2. Fendlera Engelmann & A. Gray, Smithsonian Contr. Knowl. 3(5): 77, plate 5. 1852.
Fendler-bush [For August Fendler, 1813–1883, German-born plant collector in North and South America, early botanical explorer of southwestern United States] Fendler-bush [For August Fendler, 1813–1883, German-born plant collector in North and South America, early botanical explorer of southwestern United States]
Ronald L. McGregor†
Shrubs. Stems ascending or spreading. Bark exfoliating in grayish or reddish strings or strips, or sometimes not exfoliating. Branches erect or arching; twigs with simple and minutely branched trichomes. Leaves deciduous, opposite, sometimes clustered on short shoots; petiole present, relatively short; blade linear, elliptic, lanceolate, oblong, ovate, or falcate, herbaceous or coriaceous, margins entire, plane or strongly revolute; venation acrodromous, lateral veins sometimes obscure. Inflorescences terminal, flowers solitary; peduncle absent. Pedicels present. Flowers bisexual; perianth and androecium nearly hypogynous; hypanthium completely adnate to ovary, turbinate, broadly campanulate, or hemispheric, weakly or strongly 4- or 8-ribbed in fruit; sepals persistent, 4, eventually erect or strongly recurved, usually triangular, sometimes ovate, glabrous or hairy; petals 4, imbricate, spreading, white, sometimes tinged pink or red, broadly spatulate, base clawed, surfaces finely pubescent; stamens 8; filaments distinct, dorsiventrally flattened, gradually tapered toward apex, apex 2-lobed, lobes prolonged beyond anthers; anthers oblong; pistil 4(–5)-carpellate, ovary to 1/2 inferior, 4(–5)-locular; placentation axile; styles persistent, 4(–5), distinct. Capsules ovoid-ellipsoid, ± cartilaginous, dehiscence basipetally septicidal to middle of fruit. Seeds (1–)2–4(–6) per locule, reddish brown, ellipsoid. x = 11.

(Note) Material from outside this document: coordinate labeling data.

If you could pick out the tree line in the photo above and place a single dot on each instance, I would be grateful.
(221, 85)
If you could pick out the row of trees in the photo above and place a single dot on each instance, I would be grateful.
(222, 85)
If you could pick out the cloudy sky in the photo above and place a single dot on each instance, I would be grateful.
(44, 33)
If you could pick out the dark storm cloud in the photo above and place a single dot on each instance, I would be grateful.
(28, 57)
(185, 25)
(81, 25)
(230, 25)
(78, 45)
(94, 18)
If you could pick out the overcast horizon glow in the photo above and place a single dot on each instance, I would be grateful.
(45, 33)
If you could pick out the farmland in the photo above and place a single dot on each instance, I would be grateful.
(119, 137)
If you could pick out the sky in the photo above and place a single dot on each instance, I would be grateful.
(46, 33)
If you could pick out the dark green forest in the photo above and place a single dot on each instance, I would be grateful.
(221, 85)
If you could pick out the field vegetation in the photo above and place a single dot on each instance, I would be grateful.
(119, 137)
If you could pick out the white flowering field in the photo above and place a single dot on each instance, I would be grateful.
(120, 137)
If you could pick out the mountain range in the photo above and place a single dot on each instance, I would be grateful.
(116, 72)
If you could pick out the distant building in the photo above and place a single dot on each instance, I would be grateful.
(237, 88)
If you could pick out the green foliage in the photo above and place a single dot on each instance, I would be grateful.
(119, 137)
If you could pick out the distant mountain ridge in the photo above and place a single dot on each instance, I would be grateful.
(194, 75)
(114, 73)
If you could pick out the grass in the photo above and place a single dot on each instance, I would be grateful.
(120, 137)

Species 2 (2 in the flora): sw United States, n Mexico.
A. J. Rehder (1920) found that the species of Fendlera show great uniformity in floral characters and may be distinguished easily by their leaves. N. H. Holmgren and P. K. Holmgren (1997) also reported that floral characters are remarkably uniform.

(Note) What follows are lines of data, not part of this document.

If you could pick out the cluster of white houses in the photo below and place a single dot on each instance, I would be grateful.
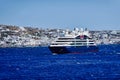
(12, 37)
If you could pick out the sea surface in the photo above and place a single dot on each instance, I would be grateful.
(38, 63)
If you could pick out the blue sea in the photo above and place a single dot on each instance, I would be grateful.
(38, 63)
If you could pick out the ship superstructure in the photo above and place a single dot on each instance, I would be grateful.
(77, 41)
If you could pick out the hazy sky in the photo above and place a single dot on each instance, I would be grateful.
(91, 14)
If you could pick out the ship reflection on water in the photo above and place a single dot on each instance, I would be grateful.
(40, 63)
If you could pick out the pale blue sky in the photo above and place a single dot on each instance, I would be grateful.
(91, 14)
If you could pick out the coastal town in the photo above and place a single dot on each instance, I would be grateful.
(15, 36)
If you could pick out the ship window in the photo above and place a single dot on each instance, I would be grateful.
(82, 37)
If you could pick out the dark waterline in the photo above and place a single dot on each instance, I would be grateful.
(39, 63)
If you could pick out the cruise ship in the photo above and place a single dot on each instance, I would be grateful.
(76, 41)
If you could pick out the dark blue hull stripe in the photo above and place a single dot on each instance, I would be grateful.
(67, 49)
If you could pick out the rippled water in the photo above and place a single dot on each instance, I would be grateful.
(40, 64)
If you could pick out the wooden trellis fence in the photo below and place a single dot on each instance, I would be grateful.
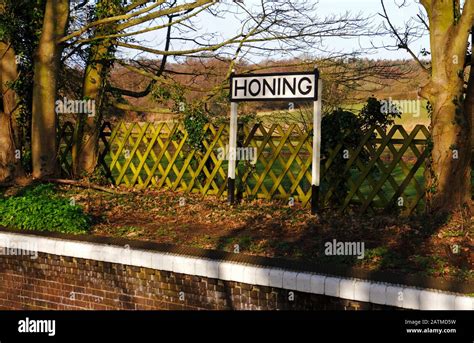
(157, 155)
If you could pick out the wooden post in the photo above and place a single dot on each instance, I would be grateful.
(232, 152)
(316, 158)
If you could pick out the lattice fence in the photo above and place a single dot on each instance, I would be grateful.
(157, 155)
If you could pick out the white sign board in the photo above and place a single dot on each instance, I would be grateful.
(284, 86)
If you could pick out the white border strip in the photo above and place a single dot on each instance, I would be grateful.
(345, 288)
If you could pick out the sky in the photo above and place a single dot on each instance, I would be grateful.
(229, 25)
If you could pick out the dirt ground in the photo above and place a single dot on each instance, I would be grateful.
(437, 247)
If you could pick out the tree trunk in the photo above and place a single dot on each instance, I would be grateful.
(47, 59)
(85, 150)
(10, 165)
(449, 169)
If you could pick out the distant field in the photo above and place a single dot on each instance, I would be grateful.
(408, 120)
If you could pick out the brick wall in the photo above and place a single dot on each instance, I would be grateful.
(69, 283)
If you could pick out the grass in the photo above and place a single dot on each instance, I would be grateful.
(39, 208)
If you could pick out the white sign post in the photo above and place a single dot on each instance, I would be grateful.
(276, 87)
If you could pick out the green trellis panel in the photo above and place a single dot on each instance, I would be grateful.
(156, 155)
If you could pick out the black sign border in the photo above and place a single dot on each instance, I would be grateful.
(250, 75)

B. L. Turner (2001) recognized five species of Fendlera, including four in the flora. In addition to the species recognized here, B. L. Turner also recognized F. falcata and F. wrightii in our area; as noted later, these are best included within F. rupicola. The fifth species of Turner is F. tamaulipana, a taxon from Tamaulipas, Mexico; this species is here included in F. linearis.
Inflorescences of Fendlera have been described as solitary flowers or as clusters of two, three, or five flowers, racemes, or dichasial cymes. The inflorescence consists of a single flower terminating a leafy branch; these flower-bearing branches are sometimes aggregated. Frequently, the lateral branches are much-reduced and consist of a relatively short axis bearing two relatively small leaves and terminated by a flower. More rarely, the flowers appear nearly sessile in leaf axils, subtended by scales; this phenomenon is most frequent in F. linearis.
As in some species of Philadelphus, the buds on the long shoots of Fendlera are hidden in pouches of tissue at the bases of the petioles.
SELECTED REFERENCE Turner, B. L. 2001. Taxonomic revision of the genus Fendlera (Hydrangeaceae). Lundellia 4: 1–11.